For someone who hadn’t had lunch yet it was a tempting obstacle to navigate, filled with the smells and sights of food. Having managed to tear myself away from the artisan chocolate stall by a supreme act of willpower I was faced with bratwurst. If you’ve never had real German bratwurst in a bun you haven’t lived and I only dragged myself past by promising I would have one before the season was over. On second thoughts, make that at least one. Turning my back on the bratwurst I was faced with Glühwein. That one is easier for me to resist as I’m not a fan of alcohol but I have to admit it smells nice.
The Christmas sweets were almost my undoing. The problem was I could almost tell myself they were healthy, if you ignore all the sugar that is.
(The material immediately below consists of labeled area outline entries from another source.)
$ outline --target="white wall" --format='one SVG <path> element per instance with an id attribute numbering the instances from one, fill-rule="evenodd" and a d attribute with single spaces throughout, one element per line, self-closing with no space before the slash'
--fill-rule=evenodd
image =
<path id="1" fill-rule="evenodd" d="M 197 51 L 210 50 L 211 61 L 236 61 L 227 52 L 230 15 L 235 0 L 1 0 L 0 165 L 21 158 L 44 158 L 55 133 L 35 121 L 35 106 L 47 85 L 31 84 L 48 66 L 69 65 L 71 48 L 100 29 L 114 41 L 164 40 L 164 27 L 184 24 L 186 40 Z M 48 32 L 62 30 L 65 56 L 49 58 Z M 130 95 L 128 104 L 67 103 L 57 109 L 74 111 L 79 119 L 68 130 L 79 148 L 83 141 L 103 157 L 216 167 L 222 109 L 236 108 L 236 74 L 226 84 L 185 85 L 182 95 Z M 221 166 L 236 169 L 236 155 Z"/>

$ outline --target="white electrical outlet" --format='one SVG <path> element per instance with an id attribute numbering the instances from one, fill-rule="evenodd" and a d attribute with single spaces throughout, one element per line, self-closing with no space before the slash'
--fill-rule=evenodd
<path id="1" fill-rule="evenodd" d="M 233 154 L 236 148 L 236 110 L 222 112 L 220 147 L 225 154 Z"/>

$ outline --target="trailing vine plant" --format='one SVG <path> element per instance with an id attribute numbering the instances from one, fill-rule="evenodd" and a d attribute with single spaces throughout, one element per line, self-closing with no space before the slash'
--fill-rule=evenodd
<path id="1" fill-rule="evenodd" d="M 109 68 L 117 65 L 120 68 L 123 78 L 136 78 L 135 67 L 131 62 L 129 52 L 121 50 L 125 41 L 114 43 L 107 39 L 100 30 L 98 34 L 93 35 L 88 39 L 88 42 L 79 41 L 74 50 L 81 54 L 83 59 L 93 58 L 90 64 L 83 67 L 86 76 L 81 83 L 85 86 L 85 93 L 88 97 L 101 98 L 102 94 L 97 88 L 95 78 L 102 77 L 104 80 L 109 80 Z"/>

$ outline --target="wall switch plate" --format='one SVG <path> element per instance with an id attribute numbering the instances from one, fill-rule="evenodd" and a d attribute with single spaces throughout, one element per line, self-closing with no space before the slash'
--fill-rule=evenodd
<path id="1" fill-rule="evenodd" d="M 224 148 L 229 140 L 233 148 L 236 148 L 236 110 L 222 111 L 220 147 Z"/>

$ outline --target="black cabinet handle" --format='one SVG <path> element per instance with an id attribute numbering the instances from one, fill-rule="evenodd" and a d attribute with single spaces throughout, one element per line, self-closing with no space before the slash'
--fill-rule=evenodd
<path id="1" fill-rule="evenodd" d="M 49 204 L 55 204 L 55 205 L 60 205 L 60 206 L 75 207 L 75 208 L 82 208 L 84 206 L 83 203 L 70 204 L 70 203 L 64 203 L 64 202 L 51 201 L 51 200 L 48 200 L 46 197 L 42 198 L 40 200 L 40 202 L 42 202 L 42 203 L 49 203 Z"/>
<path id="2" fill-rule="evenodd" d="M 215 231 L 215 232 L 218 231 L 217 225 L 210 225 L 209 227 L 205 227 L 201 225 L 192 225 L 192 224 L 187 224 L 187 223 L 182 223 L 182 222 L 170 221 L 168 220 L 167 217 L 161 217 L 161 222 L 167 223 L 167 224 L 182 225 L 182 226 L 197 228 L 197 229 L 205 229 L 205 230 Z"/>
Nuts of every kind coated in such delights as amaretto, baileys, cinnamon and, most tempting of all, cappuccino, along with all that sugar, the smell alone, a cross between hot doughnuts and a cake shop, almost certainly made me gain at least a pound. I’m pretty sure I will succumb to some of those at some point.
A little further along the hog roast had me drooling. Is there any better smell than hog roast? There wasn’t even a queue but somehow I tore my sorry arse away, right into the path of the roasted chestnuts. The smell of roasted chestnuts is almost the essence of Christmas. It takes me back to my childhood, sitting in front of the open fire waiting for them to pop on the grate. The woman serving them didn’t look quite as thrilled to be there as you’d have expected but it was a cold day.
While I was looking here and there, gasping at all the colours and the smells, Alice was less than impressed.
“It all takes up so much space,” she grumbled, “it’s crowded enough at Christmas anyway and with all this here it makes it a nightmare trying to get the Christmas shopping done.”
She does have a point. With the whole of the centre of the Above Bar precinct taken up with log cabins and people gawping at log cabins, not to mention the big carousels at each end for the children, the little bit of pavement left on either side does become a congested obstacle course.
“Seems to me they have it at the wrong time of year,” I said. “Maybe it would be better in the summer.”